Trump & ses idiots utiles – par M. Fish

Les médias, les universités, le Parti démocrate et les libéraux, en embrassant la fiction de “l’antisémitisme rampant”, ont préparé le terrain de leur propre disparition. Columbia et Princeton, où j’ai enseigné, et Harvard, où j’ai étudié, ne sont pas des incubateurs de haine anti-juive. Le New York Times, où j’ai travaillé pendant quinze ans et que Trump qualifie d’“ennemi du peuple”, est à la botte du discours sioniste. Ce que ces institutions ont en commun, ce n’est pas l’antisémitisme, mais le libéralisme. Et le libéralisme, avec son credo de pluralisme et d’inclusion, est promis à la destruction par notre régime autoritaire.

L’amalgame entre l’indignation face au génocide et l’antisémitisme est une tactique sordide pour faire taire toute contestation et apaiser les donateurs sionistes, la classe milliardaire et les annonceurs. Ces institutions libérales, qui font de l’antisémitisme une arme, ont réprimé et expulsé avec agressivité les critiques, interdit des groupes étudiants tels que Jewish Voice for Peace et Students for Justice in Palestine, permis à la police de procéder à des centaines d’arrestations lors de manifestations pacifiques sur les campus, limogé des professeurs et rampé devant le Congrès. Utilisez les mots apartheid et génocide et vous êtes licencié ou vilipendé.

Dans ce récit fictif, les juifs sionistes sont les opprimés. Les Juifs qui s’opposent au génocide sont diffamés, traités de marionnettes du Hamas, et sanctionnés. Les bons Juifs. Les mauvais Juifs. Les uns méritent d’être protégés. Les autres, d’être jetés en pâture à la meute. C’est cette odieuse dichotomie qui trahit cette mascarade.

En avril 2024, la présidente de l’université Columbia, Minouche Shafik, ainsi que deux membres du conseil d’administration et un professeur de droit, ont témoigné devant la commission de l’éducation de la Chambre des représentants. Ils ont accepté que l’antisémitisme est un problème grave à Columbia et dans d’autres établissements d’enseignement supérieur.

Lorsque David Greenwald, coprésident du conseil d’administration de l’université Columbia, et d’autres ont déclaré à la commission que les slogans “De la rivière à la mer” et “Vive l’Intifada” relèvent de l’antisémitisme, Minouche Shafik a approuvé. Elle a trahi les étudiants et les enseignants, y compris Joseph Massad, professeur de longue date.

Le lendemain des audiences, Mme Shafik a suspendu tous les étudiants impliqués dans les manifestations à Columbia et fait appel à la police de New York (NYPD), qui en a arrêté au moins 108.

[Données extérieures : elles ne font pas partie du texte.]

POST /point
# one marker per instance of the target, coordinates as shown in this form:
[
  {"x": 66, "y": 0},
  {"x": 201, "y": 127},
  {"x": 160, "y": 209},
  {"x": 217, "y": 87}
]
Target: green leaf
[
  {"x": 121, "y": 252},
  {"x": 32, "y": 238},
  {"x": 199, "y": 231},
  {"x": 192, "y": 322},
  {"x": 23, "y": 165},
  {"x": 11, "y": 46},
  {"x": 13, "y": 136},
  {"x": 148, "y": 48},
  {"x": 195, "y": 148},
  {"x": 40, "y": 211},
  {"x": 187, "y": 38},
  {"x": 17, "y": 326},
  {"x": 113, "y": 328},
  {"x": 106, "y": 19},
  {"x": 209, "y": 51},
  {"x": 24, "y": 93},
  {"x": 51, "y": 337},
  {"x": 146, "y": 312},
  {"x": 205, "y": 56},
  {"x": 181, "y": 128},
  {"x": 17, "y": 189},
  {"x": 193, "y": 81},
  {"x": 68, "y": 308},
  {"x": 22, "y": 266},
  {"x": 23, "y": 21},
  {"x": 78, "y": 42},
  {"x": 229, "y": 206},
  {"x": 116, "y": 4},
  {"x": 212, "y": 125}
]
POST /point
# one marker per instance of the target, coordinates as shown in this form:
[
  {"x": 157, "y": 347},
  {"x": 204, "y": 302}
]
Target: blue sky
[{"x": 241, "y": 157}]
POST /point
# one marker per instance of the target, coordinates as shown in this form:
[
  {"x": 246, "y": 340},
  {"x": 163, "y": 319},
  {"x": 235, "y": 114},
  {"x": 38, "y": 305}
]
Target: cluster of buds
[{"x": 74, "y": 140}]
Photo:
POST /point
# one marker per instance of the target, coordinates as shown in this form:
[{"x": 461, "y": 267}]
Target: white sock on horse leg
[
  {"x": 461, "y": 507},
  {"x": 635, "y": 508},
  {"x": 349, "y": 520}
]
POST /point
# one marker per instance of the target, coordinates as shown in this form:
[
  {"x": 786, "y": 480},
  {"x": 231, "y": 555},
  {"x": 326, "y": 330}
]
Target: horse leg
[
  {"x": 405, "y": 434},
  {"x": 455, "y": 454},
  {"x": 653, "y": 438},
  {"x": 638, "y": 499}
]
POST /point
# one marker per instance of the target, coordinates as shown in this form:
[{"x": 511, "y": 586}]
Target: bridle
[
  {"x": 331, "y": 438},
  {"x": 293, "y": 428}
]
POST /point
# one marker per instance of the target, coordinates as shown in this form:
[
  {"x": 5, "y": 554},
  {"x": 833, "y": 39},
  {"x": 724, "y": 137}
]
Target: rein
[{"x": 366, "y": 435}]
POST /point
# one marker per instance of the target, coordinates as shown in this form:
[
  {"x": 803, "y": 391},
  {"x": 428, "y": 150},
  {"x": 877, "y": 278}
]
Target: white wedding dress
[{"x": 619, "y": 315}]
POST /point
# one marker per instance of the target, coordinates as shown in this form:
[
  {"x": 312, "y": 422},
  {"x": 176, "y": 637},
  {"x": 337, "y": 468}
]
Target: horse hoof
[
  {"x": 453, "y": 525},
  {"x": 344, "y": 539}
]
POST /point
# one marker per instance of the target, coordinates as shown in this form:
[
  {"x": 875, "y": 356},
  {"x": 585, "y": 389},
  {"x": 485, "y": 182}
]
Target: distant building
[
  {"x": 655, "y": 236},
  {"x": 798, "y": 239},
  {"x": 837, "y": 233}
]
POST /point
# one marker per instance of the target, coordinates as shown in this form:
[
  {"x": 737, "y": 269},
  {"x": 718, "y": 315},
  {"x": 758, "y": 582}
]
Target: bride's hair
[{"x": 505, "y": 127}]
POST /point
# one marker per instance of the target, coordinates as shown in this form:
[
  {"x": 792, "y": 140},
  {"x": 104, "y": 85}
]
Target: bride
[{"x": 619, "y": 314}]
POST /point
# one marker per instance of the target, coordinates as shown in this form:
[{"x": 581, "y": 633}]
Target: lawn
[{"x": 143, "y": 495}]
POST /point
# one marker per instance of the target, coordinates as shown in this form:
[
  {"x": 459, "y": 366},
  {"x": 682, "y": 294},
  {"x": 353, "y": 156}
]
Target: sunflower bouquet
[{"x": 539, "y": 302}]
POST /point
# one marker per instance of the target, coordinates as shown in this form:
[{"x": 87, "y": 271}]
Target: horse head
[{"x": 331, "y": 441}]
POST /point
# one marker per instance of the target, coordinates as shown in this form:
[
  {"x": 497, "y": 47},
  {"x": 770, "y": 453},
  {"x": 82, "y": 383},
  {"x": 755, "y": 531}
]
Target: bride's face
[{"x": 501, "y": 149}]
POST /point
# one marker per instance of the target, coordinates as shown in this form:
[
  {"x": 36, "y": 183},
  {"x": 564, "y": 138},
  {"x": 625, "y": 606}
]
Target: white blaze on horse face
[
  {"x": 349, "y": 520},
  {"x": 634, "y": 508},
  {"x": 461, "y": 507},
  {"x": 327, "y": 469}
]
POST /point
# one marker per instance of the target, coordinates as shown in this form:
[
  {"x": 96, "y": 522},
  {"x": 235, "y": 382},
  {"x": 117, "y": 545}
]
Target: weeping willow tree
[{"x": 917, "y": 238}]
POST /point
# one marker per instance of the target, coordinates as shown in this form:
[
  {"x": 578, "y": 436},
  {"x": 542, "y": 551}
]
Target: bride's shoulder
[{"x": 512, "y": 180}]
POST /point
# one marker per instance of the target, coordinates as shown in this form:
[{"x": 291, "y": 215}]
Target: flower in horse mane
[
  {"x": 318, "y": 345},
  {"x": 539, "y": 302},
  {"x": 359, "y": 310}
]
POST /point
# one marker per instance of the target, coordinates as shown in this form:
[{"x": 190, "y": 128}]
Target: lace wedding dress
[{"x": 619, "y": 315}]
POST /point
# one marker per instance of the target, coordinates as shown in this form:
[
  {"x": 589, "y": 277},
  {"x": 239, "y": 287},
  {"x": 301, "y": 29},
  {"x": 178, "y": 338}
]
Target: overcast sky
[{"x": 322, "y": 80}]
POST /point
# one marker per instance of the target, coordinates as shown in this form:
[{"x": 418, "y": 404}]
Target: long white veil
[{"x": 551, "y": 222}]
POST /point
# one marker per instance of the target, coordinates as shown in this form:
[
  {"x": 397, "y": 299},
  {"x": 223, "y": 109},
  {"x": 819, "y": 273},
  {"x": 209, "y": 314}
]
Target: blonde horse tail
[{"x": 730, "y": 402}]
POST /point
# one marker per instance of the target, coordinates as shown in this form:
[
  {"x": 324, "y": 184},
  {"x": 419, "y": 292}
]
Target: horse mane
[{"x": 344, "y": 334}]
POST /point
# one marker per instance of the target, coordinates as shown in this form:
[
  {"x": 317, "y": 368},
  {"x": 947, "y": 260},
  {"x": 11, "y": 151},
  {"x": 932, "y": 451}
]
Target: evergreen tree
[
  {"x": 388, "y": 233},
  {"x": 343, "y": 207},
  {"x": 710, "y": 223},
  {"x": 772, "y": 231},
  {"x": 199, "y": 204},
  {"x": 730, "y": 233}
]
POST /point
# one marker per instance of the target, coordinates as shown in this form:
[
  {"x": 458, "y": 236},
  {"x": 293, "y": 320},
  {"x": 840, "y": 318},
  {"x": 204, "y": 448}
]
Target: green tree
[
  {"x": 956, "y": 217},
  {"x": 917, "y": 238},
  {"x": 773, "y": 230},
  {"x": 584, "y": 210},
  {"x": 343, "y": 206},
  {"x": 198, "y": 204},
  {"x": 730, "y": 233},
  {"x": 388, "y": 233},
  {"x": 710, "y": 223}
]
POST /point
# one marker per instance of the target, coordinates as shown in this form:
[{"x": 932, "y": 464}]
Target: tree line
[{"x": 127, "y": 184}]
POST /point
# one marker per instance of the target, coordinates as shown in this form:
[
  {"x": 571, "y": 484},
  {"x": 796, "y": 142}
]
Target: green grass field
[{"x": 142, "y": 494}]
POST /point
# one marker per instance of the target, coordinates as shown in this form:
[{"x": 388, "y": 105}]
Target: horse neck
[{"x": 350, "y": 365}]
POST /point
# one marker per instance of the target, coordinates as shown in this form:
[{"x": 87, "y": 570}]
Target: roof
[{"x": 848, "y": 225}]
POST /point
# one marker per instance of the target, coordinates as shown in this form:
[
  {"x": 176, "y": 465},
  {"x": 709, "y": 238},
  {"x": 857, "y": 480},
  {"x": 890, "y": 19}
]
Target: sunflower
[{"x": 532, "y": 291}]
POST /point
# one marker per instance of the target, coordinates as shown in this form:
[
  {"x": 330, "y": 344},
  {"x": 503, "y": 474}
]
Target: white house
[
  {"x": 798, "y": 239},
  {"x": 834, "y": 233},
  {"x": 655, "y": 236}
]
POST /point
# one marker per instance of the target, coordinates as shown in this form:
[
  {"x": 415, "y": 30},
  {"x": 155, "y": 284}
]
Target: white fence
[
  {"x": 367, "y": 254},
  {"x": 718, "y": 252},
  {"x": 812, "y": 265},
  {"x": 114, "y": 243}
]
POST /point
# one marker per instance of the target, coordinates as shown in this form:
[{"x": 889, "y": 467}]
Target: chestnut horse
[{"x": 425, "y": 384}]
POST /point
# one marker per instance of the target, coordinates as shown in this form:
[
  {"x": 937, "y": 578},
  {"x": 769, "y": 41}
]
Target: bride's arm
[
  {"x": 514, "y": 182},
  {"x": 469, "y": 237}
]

“J’ai décidé que le campement et les perturbations qui en découlent constituent un danger réel et immédiat pour le bon fonctionnement de l’université”,

a écrit Mme Shafik dans sa lettre à la police.

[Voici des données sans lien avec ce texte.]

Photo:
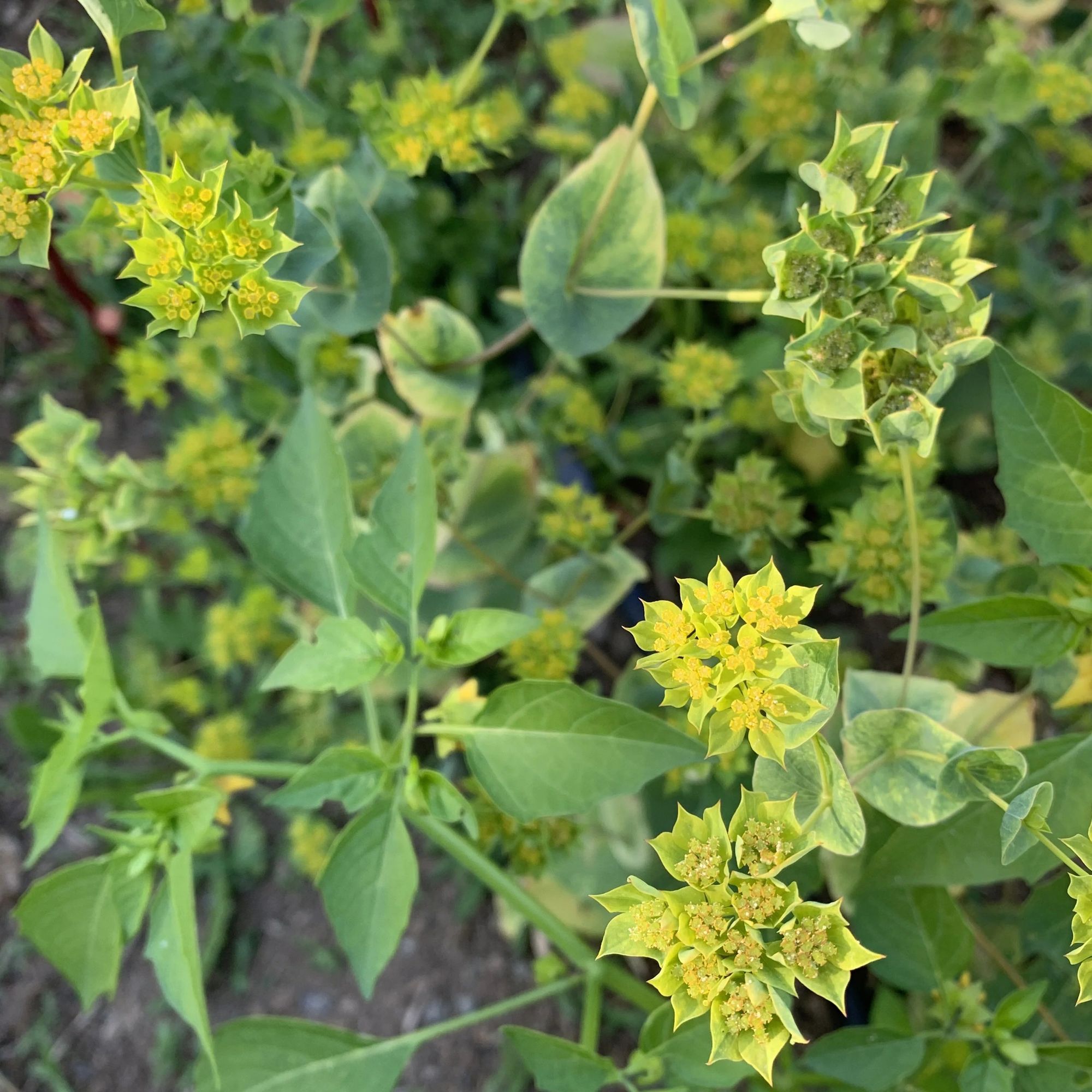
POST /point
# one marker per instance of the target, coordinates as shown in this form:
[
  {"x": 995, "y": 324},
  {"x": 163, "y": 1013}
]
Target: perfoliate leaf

Le chef de la police de New York, John Chell, a toutefois déclaré à la presse que

“les étudiants arrêtés sont pacifiques, n’ont opposé aucune résistance et ont exprimé leur opinion dans le calme”.

“Quelles mesures disciplinaires a-t-on prises à l’encontre de cette enseignante ?”,

a demandé la représentante Elise Stefanik lors de l’audience au sujet de Katherine Franke, professeure de droit à Columbia.

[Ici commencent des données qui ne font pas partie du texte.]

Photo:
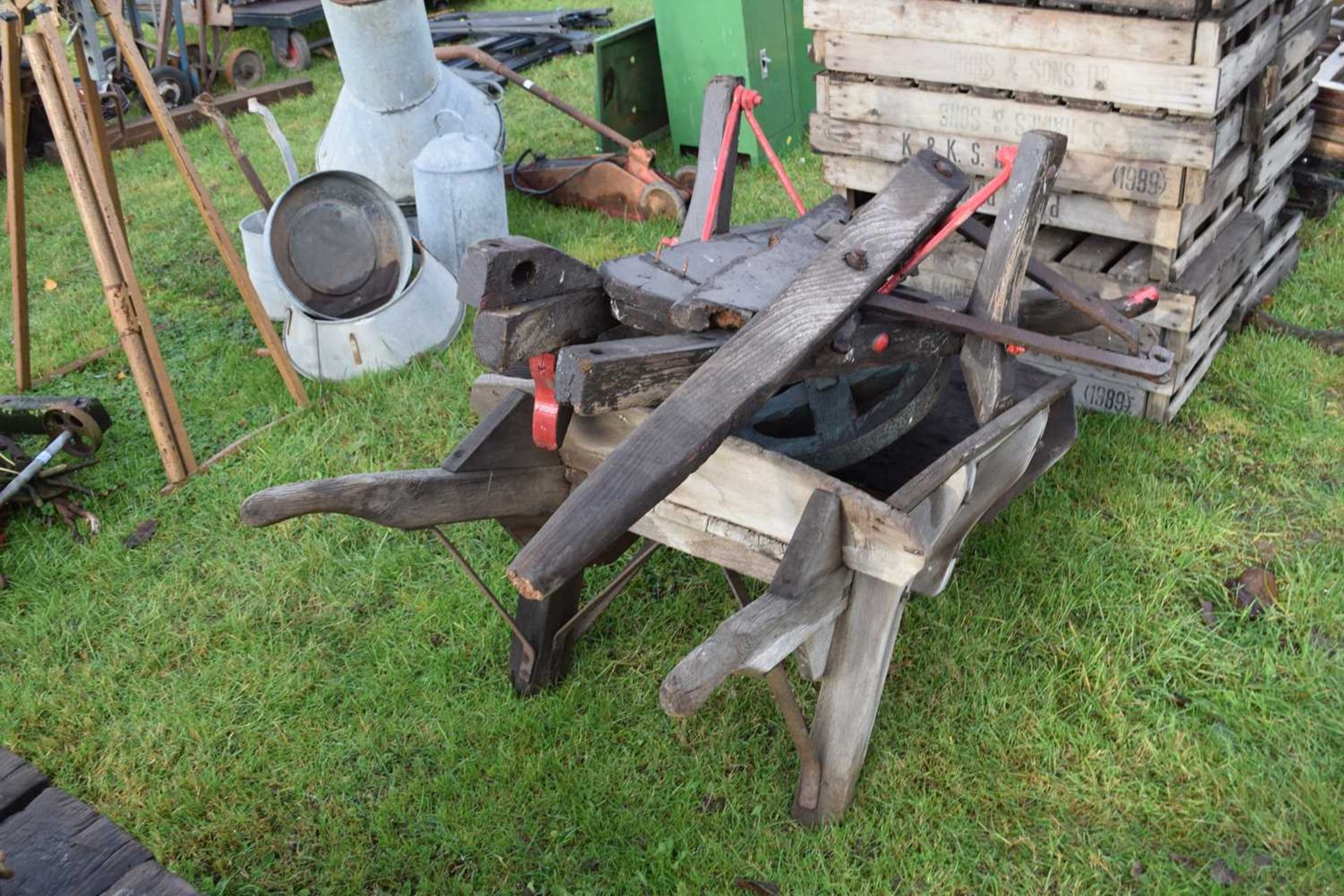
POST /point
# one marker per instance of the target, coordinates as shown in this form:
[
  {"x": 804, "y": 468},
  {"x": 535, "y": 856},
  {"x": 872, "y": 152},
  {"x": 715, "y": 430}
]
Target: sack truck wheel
[
  {"x": 174, "y": 85},
  {"x": 293, "y": 52},
  {"x": 245, "y": 67}
]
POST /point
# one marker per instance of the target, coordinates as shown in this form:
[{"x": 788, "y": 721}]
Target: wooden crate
[
  {"x": 1186, "y": 67},
  {"x": 1112, "y": 267},
  {"x": 1195, "y": 144},
  {"x": 1176, "y": 235}
]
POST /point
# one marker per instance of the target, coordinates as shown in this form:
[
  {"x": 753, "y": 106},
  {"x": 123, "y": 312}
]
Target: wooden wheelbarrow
[{"x": 841, "y": 551}]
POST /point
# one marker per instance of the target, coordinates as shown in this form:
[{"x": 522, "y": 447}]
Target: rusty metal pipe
[{"x": 487, "y": 61}]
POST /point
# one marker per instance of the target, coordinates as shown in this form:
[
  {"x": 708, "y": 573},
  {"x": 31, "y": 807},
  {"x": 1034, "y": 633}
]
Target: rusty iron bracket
[
  {"x": 584, "y": 620},
  {"x": 1155, "y": 365},
  {"x": 528, "y": 650}
]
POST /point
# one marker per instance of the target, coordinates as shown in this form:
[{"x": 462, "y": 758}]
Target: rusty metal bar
[
  {"x": 1156, "y": 365},
  {"x": 528, "y": 652},
  {"x": 1065, "y": 289},
  {"x": 809, "y": 771},
  {"x": 207, "y": 108},
  {"x": 584, "y": 620},
  {"x": 487, "y": 61}
]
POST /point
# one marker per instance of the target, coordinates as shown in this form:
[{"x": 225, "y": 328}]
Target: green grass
[{"x": 323, "y": 707}]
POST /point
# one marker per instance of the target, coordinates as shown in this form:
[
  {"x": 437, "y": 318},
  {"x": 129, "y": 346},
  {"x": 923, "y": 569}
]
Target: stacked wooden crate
[
  {"x": 1319, "y": 175},
  {"x": 1179, "y": 143}
]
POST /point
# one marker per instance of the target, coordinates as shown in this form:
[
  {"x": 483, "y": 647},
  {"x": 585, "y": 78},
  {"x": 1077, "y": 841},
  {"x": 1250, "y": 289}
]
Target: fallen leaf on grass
[
  {"x": 1224, "y": 875},
  {"x": 143, "y": 533},
  {"x": 1254, "y": 590}
]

Shafik a déclaré spontanément que Franke, qui est juive et a été licenciée de la faculté de droit où elle enseignait depuis 25 ans, ainsi que d’autres enseignants, font l’objet d’une enquête. Faisant apparemment référence au professeur invité Mohamed Abdou, elle a affirmé qu’il a été “licencié” et a promis qu’il “n’enseignera plus jamais à Columbia”. Le professeur Abdou a poursuivi Columbia pour diffamation, discrimination, harcèlement et préjudice financier et professionnel.

Le Center for Constitutional Rights a écrit à propos de la trahison de Franke :

“Dans une attaque flagrante contre la liberté académique et la défense des droits des Palestiniens, l’université Columbia a passé un ‘accord’ avec Katherine Franke pour qu’elle quitte son poste d’enseignante après une carrière prestigieuse de 25 ans”.

“Cette décision – “un licenciement présenté sous des termes plus acceptables”, selon la déclaration de Franke – est motivée par son soutien aux étudiants qui s’expriment en faveur des droits des Palestiniens.

“Le motif officiel de son licenciement était un commentaire exprimant son inquiétude face à l’incapacité de Columbia à lutter contre le harcèlement des Palestiniens et de leurs alliés par des étudiants israéliens arrivés sur le campus directement après leur service militaire – ces derniers ayant aspergé de produits chimiques toxiques des manifestants pour les droits des Palestiniens. Elle a fait l’objet d’une enquête pour harcèlement et a été reconnue coupable d’avoir enfreint les règles de Columbia. Mais la véritable raison de son départ forcé est la répression de la dissidence à Columbia, suite aux manifestations historiques contre le génocide des Palestiniens à Gaza par Israël. Le sort de Franke a été scellé lorsque l’ancienne présidente de Columbia, Minouche Shafik, l’a sacrifiée lors de sa lâche comparution devant le Congrès”.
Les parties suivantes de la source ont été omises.